Give the basic features of a heat engine based on a cyclic process and obtain the formula for its efficiency.

(N/A) The basic features of a heat engine are that the engine takes heat $Q_{1}$ from a hot reservoir at temperature $T_{1}$,releases heat $Q_{2}$ to a cold reservoir at temperature $T_{2}$,and delivers work $W$ to the surroundings. The basic features of this engine are represented in the figure.
Since the process is cyclic,the change in internal energy of the working substance is zero. Therefore,the net amount of heat absorbed by the working substance is $Q = W$,where $W = Q_{1} - Q_{2}$.

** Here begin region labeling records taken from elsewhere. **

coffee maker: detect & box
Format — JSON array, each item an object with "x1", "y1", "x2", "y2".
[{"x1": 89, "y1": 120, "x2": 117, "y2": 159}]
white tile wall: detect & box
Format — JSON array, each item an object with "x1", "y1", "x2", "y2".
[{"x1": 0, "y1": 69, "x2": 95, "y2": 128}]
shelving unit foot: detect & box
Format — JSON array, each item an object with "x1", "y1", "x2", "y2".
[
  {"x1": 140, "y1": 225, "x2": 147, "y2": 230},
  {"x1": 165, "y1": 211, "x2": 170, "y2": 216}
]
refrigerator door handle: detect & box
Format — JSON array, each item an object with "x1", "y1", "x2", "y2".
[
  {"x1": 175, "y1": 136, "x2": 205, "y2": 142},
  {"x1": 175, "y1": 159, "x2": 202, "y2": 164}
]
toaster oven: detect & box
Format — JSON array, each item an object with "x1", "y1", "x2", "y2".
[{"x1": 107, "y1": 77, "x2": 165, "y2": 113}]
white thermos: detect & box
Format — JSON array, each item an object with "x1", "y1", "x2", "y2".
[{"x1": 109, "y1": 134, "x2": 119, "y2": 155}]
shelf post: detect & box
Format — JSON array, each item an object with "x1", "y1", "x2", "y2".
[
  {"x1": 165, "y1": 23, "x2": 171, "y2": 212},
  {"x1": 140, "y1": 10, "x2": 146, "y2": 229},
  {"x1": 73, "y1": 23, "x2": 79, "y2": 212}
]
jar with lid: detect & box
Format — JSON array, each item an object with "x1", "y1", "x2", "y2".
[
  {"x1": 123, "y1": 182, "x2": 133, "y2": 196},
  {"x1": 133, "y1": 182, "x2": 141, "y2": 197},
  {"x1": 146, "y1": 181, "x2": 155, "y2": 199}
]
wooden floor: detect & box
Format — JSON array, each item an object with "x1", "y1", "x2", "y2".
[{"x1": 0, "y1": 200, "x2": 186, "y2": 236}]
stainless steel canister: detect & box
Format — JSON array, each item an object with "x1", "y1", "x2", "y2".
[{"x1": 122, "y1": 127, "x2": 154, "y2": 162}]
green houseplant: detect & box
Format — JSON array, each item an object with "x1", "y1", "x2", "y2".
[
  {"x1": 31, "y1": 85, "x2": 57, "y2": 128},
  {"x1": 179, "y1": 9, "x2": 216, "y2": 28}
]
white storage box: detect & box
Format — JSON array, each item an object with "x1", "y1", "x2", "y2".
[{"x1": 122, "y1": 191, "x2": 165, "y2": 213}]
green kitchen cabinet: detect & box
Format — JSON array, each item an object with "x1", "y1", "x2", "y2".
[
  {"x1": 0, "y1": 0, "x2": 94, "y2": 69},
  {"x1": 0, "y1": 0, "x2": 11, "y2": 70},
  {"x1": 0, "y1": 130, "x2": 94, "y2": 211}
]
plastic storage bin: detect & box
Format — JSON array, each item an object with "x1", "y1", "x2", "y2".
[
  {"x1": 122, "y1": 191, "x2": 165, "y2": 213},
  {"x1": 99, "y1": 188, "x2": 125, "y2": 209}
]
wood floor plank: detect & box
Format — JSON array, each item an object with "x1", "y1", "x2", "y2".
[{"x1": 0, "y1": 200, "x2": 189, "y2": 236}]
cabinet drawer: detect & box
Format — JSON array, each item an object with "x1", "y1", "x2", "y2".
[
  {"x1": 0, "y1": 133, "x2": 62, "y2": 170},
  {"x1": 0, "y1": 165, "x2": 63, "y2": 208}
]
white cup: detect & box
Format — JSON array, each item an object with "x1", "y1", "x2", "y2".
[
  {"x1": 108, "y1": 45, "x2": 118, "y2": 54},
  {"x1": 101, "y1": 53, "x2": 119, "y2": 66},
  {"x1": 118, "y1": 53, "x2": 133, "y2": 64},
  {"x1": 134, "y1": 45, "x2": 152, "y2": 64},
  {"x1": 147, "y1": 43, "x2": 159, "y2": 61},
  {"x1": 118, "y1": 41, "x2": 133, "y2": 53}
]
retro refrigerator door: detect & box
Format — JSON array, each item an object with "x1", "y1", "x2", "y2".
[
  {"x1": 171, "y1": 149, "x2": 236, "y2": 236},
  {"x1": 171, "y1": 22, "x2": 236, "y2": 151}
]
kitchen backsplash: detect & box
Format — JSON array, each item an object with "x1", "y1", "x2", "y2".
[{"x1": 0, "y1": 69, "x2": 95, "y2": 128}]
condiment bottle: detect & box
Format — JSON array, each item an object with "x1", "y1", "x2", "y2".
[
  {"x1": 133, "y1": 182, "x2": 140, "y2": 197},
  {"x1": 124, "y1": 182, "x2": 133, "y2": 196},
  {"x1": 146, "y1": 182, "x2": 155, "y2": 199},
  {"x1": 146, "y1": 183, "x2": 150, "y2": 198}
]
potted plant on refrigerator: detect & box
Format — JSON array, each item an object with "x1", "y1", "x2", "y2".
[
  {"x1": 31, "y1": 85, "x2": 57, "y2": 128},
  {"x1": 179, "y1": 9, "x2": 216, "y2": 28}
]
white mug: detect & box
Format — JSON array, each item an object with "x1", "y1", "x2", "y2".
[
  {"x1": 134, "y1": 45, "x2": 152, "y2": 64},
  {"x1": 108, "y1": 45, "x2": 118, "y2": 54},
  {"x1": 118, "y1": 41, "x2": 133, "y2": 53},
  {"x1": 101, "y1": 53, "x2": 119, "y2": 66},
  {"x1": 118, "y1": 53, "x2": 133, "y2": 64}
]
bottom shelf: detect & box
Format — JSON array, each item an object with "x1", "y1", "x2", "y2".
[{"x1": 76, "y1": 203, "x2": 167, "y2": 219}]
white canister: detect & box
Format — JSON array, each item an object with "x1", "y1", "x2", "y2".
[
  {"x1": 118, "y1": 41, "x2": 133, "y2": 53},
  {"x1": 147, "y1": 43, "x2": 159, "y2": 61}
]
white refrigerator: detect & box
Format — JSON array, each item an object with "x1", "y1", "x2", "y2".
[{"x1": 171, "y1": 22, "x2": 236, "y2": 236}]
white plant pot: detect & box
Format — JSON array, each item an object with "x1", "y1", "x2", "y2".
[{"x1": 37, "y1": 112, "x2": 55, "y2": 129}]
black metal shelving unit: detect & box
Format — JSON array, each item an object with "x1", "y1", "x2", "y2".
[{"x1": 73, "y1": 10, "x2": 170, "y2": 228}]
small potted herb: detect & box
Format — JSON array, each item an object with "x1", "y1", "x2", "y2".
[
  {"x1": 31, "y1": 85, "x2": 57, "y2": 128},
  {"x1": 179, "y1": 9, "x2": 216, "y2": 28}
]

The ratio of the net work done per cycle by the engine to the total amount of heat absorbed per cycle by the working substance from the source is known as the efficiency $\eta$ of the engine.
$\therefore \text{Efficiency} = \frac{\text{Net work done / cycle}}{\text{Heat absorbed / cycle}}$
$\therefore \eta = \frac{W}{Q_{1}} = \frac{Q_{1} - Q_{2}}{Q_{1}}$
$\therefore \eta = 1 - \frac{Q_{2}}{Q_{1}}$
Above equation suggests that the efficiency of an engine is $\eta = 1$ if $Q_{2} = 0$,which means the efficiency of the engine becomes $100 \%$.
The first law of thermodynamics does not rule out such an engine,but an ideal engine with $\eta = 1$ ($100 \%$ efficiency) is never possible even if we can eliminate various kinds of losses associated with an actual heat engine.
The second law of thermodynamics provides a fundamental limitation to the efficiency of a heat engine.